Qatar said on Tuesday that it has allocated $480m in aid to the cash-strapped Palestinian Authority (PA) to support education and health services and provide urgent humanitarian relief as reported by Middle East Eye.
The authority, led by President Mahmoud Abbas, has been hit by the cutting of two of its leading sources of revenues.
Washington has ended all bilateral US aid in response to the Palestinians’ severing of contacts after it recognised the disputed city of Jerusalem as Israel’s capital in 2017.
EU officials propose compromise between Israel and PA over tax revenue dispute. A row with Israel has meanwhile led to a halt to transfers of customs duties it levies on goods destined for Palestinian markets.

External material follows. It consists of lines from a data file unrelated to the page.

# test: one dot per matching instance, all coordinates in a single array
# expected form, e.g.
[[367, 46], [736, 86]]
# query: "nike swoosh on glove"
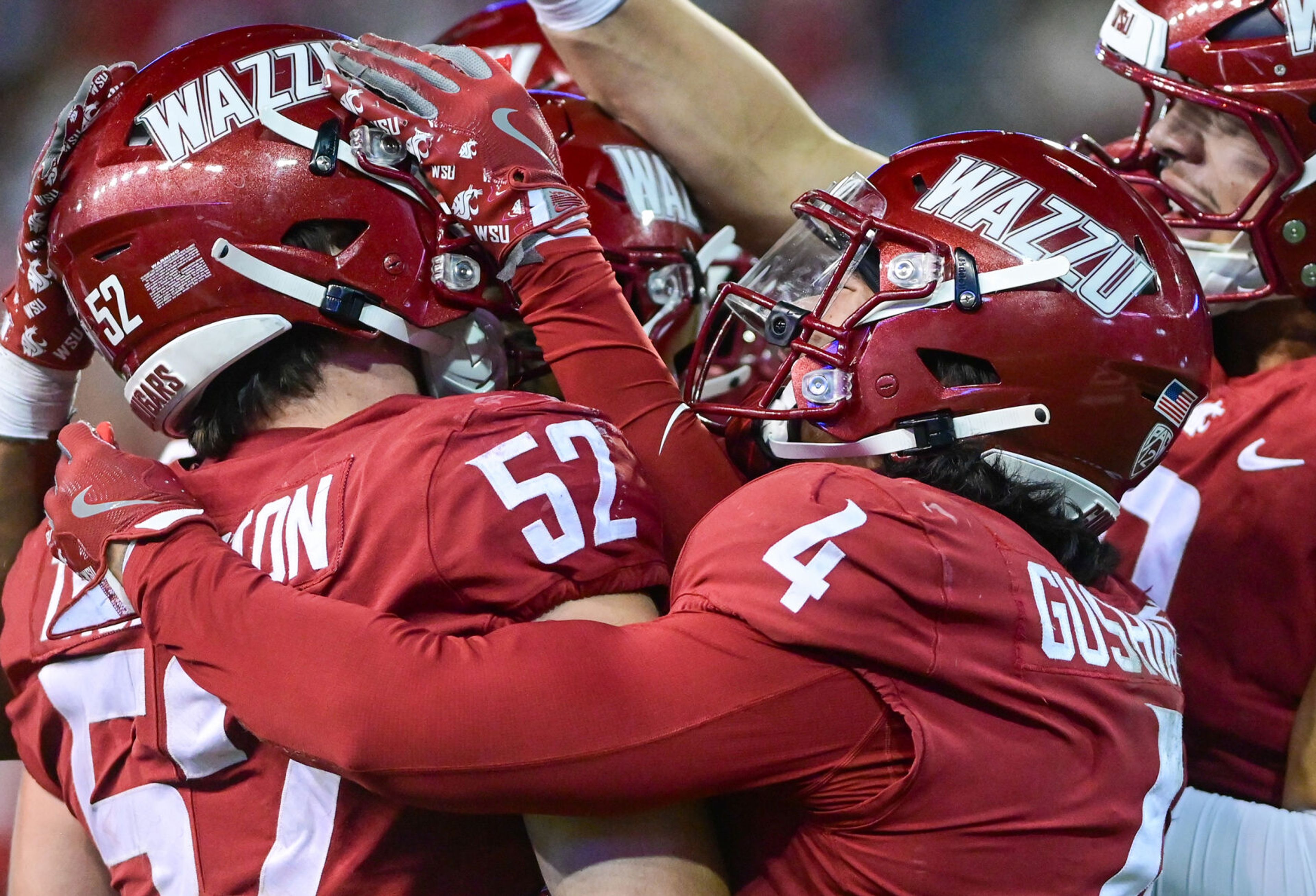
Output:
[[103, 494], [481, 140]]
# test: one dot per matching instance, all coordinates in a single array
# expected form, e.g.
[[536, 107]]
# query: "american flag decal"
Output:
[[1176, 402]]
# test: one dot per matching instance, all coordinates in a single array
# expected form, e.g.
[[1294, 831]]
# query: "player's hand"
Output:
[[481, 140], [39, 323], [103, 495]]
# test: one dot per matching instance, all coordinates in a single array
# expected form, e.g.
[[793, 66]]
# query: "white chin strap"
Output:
[[1226, 269], [1086, 502], [457, 357], [895, 441], [1001, 281]]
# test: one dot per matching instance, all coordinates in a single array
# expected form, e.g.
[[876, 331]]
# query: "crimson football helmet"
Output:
[[1067, 299], [510, 29], [642, 215], [187, 227], [1252, 60]]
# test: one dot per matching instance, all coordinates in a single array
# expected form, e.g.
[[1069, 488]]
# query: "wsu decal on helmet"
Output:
[[652, 191], [1105, 273], [207, 108]]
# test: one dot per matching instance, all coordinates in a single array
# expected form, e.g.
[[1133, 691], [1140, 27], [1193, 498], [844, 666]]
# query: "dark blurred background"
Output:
[[884, 73]]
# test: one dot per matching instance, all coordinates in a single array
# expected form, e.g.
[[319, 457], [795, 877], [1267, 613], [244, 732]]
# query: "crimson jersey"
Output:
[[1036, 747], [1044, 715], [1223, 536], [465, 513]]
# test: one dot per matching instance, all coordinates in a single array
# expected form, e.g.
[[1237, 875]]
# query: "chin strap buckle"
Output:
[[929, 432], [344, 304]]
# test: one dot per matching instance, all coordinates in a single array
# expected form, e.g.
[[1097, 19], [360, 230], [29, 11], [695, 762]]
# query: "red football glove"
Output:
[[39, 323], [481, 140], [103, 494]]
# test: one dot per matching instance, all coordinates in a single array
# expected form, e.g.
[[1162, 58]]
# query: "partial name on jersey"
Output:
[[1084, 635], [1105, 273], [653, 191], [207, 108], [295, 535]]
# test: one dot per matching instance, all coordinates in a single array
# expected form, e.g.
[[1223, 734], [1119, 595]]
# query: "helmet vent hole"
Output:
[[324, 236], [139, 136], [1153, 285], [954, 370], [1248, 25], [110, 253]]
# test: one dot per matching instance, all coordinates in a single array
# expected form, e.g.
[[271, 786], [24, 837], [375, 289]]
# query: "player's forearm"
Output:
[[736, 131], [603, 360], [27, 472], [1301, 773], [548, 717]]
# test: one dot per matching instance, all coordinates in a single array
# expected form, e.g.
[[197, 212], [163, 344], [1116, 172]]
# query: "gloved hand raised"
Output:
[[481, 140], [103, 494]]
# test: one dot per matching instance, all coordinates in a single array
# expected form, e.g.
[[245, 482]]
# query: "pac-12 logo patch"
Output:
[[1153, 447]]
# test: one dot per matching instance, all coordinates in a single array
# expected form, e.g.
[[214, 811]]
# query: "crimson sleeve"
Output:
[[603, 360], [553, 717]]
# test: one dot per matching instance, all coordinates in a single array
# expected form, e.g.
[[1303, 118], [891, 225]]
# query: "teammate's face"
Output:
[[853, 294], [1209, 156]]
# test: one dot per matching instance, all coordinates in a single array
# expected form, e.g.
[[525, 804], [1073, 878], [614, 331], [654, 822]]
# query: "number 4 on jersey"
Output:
[[810, 579], [562, 436]]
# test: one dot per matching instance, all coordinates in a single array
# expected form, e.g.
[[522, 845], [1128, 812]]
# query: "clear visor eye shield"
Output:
[[811, 293], [461, 357], [818, 293]]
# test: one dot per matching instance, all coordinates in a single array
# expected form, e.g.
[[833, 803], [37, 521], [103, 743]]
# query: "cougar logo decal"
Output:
[[32, 347], [462, 203], [37, 279], [419, 144]]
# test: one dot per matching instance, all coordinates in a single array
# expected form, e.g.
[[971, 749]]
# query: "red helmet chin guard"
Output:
[[1070, 304], [1253, 61]]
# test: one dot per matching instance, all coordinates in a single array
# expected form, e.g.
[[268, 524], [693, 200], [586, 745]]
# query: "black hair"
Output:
[[1037, 508], [251, 390], [1040, 510]]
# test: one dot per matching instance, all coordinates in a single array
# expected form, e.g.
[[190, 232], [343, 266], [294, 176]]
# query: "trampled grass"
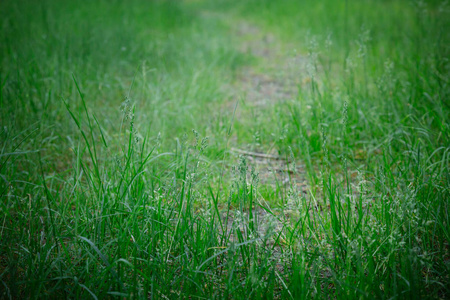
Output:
[[224, 149]]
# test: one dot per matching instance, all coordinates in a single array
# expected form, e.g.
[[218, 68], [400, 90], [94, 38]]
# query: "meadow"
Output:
[[199, 149]]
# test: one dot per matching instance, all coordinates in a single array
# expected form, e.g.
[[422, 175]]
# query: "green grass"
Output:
[[119, 174]]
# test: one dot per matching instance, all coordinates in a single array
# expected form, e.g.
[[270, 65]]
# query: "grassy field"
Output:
[[225, 149]]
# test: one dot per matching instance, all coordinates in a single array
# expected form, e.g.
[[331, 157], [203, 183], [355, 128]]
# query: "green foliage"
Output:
[[119, 123]]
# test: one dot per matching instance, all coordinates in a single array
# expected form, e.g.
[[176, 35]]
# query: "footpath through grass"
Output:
[[224, 149]]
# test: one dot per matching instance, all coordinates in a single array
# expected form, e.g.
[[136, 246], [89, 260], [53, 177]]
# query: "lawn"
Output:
[[200, 149]]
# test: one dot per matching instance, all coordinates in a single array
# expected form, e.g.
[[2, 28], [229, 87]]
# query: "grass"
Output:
[[121, 126]]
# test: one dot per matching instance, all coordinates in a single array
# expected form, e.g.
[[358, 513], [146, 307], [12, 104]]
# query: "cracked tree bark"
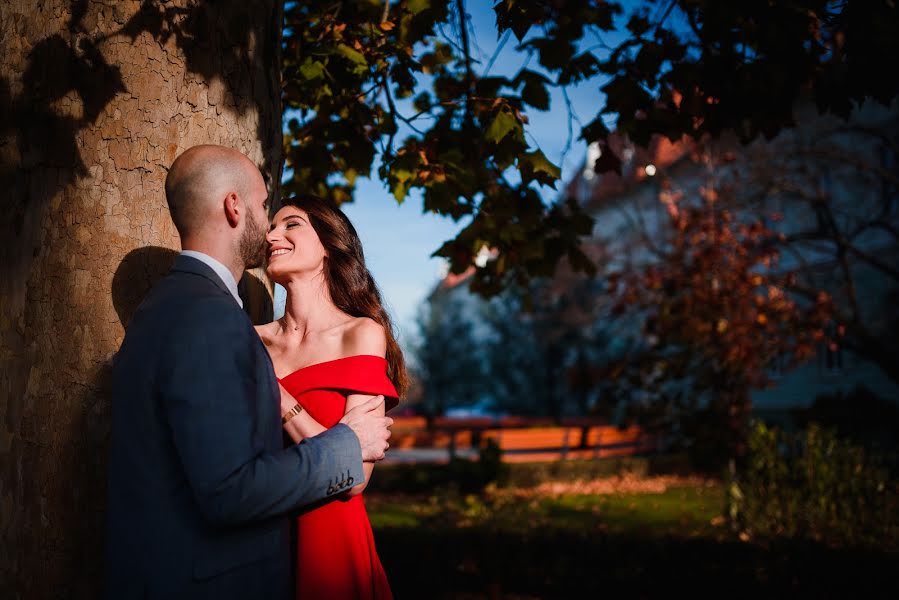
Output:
[[96, 100]]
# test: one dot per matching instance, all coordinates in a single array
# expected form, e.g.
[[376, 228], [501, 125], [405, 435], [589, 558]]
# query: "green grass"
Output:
[[505, 543], [679, 511]]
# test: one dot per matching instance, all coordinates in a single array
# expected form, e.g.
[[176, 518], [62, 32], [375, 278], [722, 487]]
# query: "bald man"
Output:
[[200, 485]]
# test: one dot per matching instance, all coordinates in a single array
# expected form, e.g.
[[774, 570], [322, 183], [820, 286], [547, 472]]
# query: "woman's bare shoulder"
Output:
[[365, 336], [266, 331]]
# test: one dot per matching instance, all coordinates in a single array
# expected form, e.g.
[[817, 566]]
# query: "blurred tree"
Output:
[[359, 75], [451, 357], [715, 317]]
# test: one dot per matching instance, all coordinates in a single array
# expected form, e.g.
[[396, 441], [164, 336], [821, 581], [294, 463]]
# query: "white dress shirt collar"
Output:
[[220, 270]]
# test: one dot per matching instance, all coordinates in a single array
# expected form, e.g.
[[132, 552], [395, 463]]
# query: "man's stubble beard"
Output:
[[252, 245]]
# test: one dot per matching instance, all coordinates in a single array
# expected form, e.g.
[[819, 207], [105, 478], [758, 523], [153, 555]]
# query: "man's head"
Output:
[[219, 203]]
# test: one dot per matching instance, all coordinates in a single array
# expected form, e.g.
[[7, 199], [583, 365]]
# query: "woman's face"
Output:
[[293, 245]]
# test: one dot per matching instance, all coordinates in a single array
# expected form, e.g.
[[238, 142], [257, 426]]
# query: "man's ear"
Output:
[[233, 208]]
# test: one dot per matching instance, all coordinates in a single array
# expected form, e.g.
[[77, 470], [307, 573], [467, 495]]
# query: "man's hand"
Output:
[[371, 427]]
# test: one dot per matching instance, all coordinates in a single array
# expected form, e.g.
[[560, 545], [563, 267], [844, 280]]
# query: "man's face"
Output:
[[253, 245]]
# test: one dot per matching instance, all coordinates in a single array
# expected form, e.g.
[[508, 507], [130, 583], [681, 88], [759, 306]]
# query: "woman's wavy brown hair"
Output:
[[352, 288]]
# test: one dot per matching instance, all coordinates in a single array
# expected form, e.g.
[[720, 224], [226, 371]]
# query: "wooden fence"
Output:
[[519, 439]]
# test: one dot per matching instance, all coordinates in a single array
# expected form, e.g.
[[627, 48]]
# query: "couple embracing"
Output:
[[202, 487]]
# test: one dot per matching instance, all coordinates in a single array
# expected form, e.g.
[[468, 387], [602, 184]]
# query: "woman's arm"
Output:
[[367, 467], [301, 425]]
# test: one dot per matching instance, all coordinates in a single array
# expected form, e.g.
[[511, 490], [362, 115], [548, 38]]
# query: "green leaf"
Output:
[[354, 56], [595, 130], [535, 165], [503, 123], [312, 69]]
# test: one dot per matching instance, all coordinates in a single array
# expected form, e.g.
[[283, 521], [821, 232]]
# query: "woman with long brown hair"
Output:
[[333, 349]]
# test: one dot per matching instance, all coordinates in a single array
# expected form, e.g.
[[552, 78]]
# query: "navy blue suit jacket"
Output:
[[199, 483]]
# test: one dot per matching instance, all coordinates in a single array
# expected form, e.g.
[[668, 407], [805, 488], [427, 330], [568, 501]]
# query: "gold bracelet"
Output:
[[297, 409]]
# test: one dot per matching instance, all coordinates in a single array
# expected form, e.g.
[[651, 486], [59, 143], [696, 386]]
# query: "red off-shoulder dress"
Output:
[[336, 557]]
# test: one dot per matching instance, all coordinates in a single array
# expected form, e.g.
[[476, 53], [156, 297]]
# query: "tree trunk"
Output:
[[96, 100]]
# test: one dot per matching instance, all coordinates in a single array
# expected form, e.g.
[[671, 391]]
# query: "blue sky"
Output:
[[399, 239]]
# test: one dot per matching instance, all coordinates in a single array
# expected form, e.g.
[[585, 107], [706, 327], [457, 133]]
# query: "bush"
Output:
[[813, 485]]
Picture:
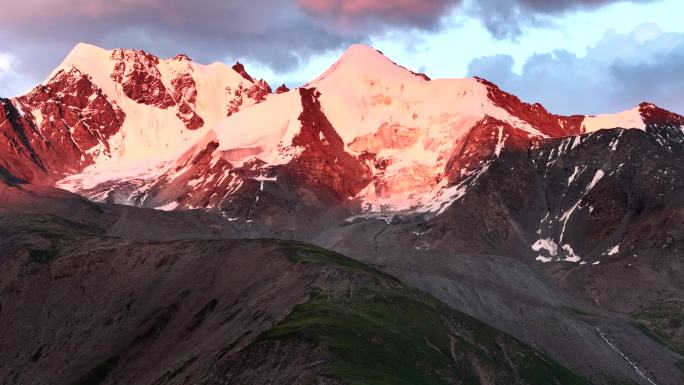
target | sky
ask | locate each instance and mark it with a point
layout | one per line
(573, 56)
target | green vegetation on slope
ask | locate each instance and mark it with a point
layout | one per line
(663, 323)
(386, 333)
(46, 234)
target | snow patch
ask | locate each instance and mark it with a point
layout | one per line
(626, 119)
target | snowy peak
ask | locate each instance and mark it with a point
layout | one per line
(641, 117)
(363, 64)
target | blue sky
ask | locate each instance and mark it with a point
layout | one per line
(573, 56)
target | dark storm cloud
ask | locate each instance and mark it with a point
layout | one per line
(506, 19)
(619, 72)
(280, 34)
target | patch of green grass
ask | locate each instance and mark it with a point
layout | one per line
(45, 235)
(664, 323)
(43, 256)
(308, 253)
(391, 334)
(98, 374)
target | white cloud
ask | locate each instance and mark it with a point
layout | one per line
(6, 61)
(616, 73)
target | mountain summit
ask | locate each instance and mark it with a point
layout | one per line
(128, 127)
(562, 231)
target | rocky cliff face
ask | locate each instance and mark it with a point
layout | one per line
(390, 167)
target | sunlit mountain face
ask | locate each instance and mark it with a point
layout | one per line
(164, 221)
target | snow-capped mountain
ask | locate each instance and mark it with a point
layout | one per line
(553, 228)
(128, 127)
(118, 113)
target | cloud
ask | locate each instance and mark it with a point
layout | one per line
(505, 19)
(279, 34)
(374, 14)
(617, 73)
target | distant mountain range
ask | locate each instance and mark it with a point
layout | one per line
(565, 233)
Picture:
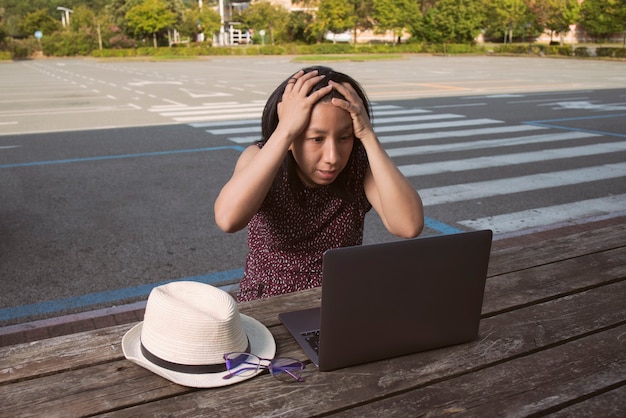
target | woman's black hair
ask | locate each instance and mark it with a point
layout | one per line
(270, 121)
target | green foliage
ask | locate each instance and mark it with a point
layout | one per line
(197, 21)
(39, 21)
(603, 18)
(268, 17)
(395, 15)
(451, 21)
(436, 26)
(67, 44)
(336, 16)
(150, 17)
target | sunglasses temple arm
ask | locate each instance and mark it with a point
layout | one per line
(236, 372)
(295, 376)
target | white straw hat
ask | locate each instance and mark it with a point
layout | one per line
(187, 329)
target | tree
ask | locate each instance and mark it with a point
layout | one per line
(266, 16)
(508, 18)
(336, 16)
(395, 15)
(150, 17)
(603, 18)
(560, 14)
(457, 21)
(196, 21)
(39, 21)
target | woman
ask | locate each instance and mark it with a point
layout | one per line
(306, 186)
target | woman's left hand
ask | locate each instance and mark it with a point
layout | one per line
(353, 105)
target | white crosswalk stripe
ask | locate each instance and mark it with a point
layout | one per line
(503, 145)
(532, 218)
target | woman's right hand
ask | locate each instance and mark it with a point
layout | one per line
(294, 111)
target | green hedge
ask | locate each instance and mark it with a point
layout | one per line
(336, 49)
(611, 52)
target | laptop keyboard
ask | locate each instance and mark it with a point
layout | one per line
(313, 338)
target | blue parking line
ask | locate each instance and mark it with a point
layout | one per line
(440, 226)
(115, 157)
(113, 296)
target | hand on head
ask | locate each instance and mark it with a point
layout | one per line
(294, 111)
(353, 105)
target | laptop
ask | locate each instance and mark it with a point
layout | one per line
(386, 300)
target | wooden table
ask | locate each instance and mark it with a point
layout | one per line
(552, 342)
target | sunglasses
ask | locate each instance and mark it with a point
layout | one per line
(246, 364)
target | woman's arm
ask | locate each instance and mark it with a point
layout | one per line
(256, 168)
(390, 193)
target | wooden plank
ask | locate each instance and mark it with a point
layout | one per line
(521, 387)
(611, 404)
(54, 355)
(118, 385)
(523, 287)
(510, 259)
(503, 292)
(48, 356)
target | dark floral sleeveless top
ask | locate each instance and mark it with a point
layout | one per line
(292, 229)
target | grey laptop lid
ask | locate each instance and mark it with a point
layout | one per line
(385, 300)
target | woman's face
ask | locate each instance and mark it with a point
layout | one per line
(322, 152)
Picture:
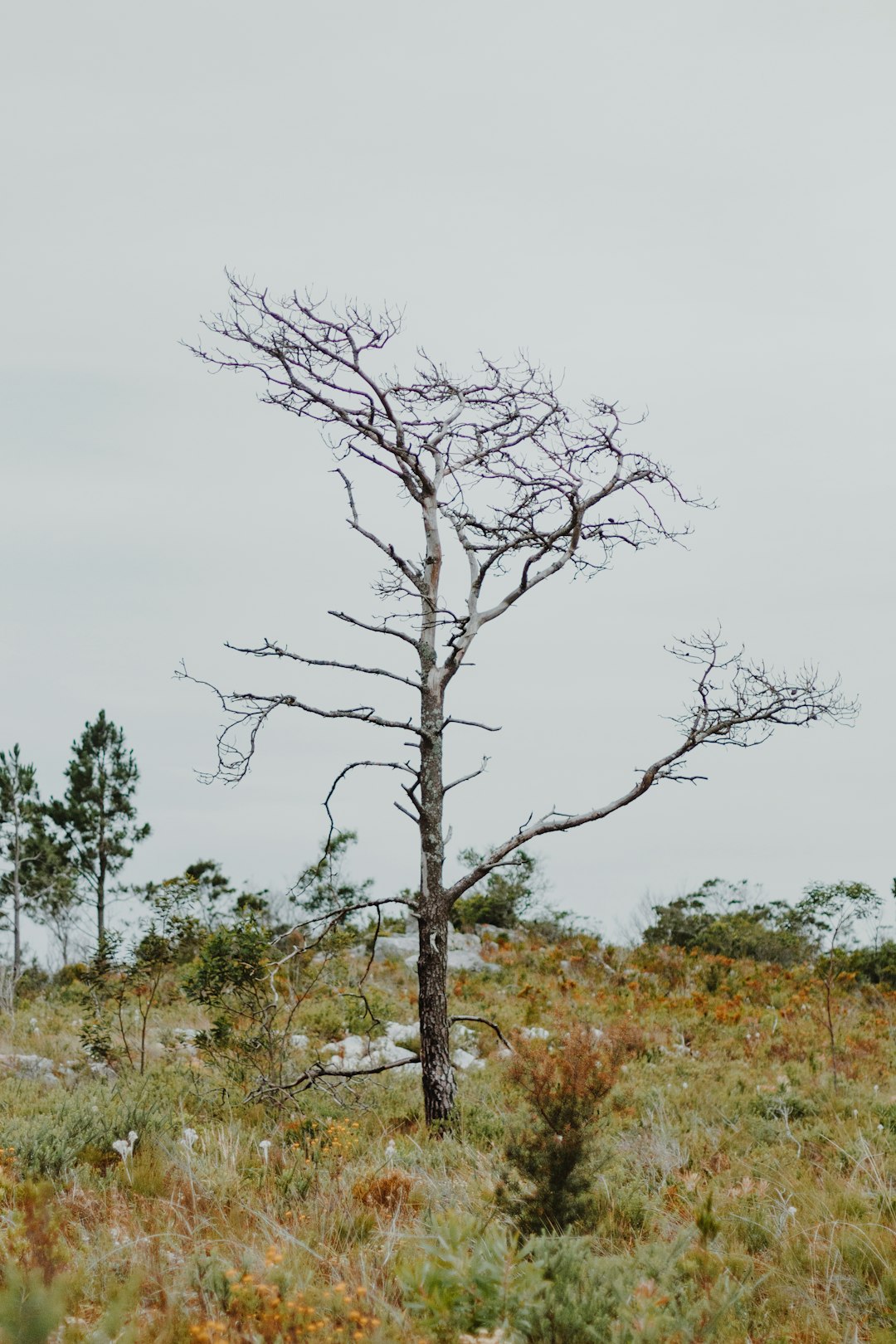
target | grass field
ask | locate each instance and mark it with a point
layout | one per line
(735, 1192)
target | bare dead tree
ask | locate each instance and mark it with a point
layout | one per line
(497, 468)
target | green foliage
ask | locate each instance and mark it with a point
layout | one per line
(835, 908)
(460, 1276)
(574, 1305)
(869, 965)
(249, 988)
(97, 817)
(547, 1185)
(505, 895)
(324, 886)
(30, 1309)
(765, 932)
(37, 878)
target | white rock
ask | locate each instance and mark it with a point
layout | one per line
(464, 1059)
(402, 1030)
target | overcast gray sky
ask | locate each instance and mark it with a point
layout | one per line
(684, 207)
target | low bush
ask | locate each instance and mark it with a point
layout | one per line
(547, 1181)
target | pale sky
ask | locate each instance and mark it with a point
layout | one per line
(683, 207)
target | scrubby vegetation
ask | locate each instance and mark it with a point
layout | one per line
(664, 1155)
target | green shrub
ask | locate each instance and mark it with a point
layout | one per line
(504, 898)
(547, 1183)
(461, 1276)
(774, 932)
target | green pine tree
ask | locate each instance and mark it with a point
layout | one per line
(99, 817)
(19, 808)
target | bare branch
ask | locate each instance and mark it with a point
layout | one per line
(485, 1022)
(280, 650)
(737, 704)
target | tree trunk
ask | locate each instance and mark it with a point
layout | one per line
(438, 1075)
(101, 899)
(17, 908)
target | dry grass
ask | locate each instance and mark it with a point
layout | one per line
(730, 1098)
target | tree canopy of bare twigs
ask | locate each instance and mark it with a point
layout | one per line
(522, 488)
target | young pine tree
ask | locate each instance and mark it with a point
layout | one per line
(99, 817)
(19, 811)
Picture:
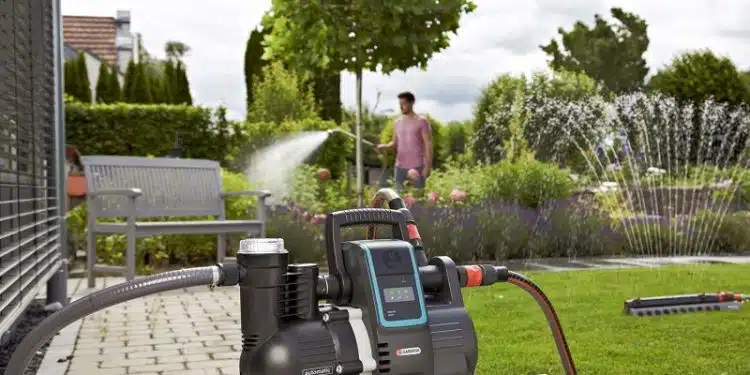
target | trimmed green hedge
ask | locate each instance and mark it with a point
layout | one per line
(145, 129)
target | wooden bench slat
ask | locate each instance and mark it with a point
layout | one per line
(182, 188)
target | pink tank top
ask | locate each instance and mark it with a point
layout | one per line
(410, 146)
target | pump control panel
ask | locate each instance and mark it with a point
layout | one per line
(394, 277)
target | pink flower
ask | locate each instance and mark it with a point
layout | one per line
(409, 200)
(413, 174)
(318, 219)
(458, 195)
(433, 196)
(323, 174)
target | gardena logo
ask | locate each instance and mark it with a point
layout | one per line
(409, 351)
(318, 371)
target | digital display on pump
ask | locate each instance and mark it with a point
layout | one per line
(403, 294)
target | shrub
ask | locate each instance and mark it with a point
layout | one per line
(386, 135)
(161, 251)
(544, 104)
(456, 137)
(142, 129)
(526, 181)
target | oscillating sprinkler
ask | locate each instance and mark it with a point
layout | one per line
(703, 302)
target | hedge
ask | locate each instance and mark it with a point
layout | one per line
(145, 129)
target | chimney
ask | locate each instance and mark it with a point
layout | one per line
(124, 41)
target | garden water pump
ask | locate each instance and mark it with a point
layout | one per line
(389, 310)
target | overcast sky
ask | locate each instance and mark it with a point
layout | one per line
(501, 36)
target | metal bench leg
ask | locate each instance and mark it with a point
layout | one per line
(221, 248)
(130, 251)
(90, 256)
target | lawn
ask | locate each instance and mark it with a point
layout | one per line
(514, 338)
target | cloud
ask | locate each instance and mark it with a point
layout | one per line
(501, 36)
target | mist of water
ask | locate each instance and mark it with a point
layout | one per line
(272, 168)
(667, 162)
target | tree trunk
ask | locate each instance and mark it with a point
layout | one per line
(358, 131)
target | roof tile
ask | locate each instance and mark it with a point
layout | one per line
(93, 34)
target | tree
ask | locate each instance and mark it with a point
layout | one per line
(181, 89)
(611, 53)
(176, 50)
(72, 85)
(169, 82)
(700, 75)
(456, 138)
(127, 87)
(327, 93)
(139, 91)
(83, 85)
(102, 84)
(113, 86)
(694, 78)
(281, 96)
(361, 36)
(254, 62)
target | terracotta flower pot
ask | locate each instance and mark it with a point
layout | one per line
(76, 186)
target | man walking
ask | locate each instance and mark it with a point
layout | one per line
(412, 139)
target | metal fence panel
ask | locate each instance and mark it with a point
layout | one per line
(30, 250)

“The state of Qatar has allocated $300m in the form of grants and loans to support the health and education sectors’ budgets with the Palestinian Authority,” the official Qatar News Agency reported.
It said that Doha has also allocated another $180m in “urgent relief and humanitarian aid and in support of UN programmes in Palestine”.
Aid will also go to the power sector to ensure supplies are not interrupted, the statement said.
In February, Israel decided to deduct around $11m a month from customs receipts it transfers to the Palestinians, corresponding to the amount it said they paid to families of prisoners, or directly to inmates, serving time in Israeli jails.
The Palestinians responded by saying they would refuse any funds where unilateral deductions had been made.
Gas-rich Qatar is a major aid donor to the Palestinians, both to Abbas’s West Bank-based PA and to the rival Gaza administration of Hamas.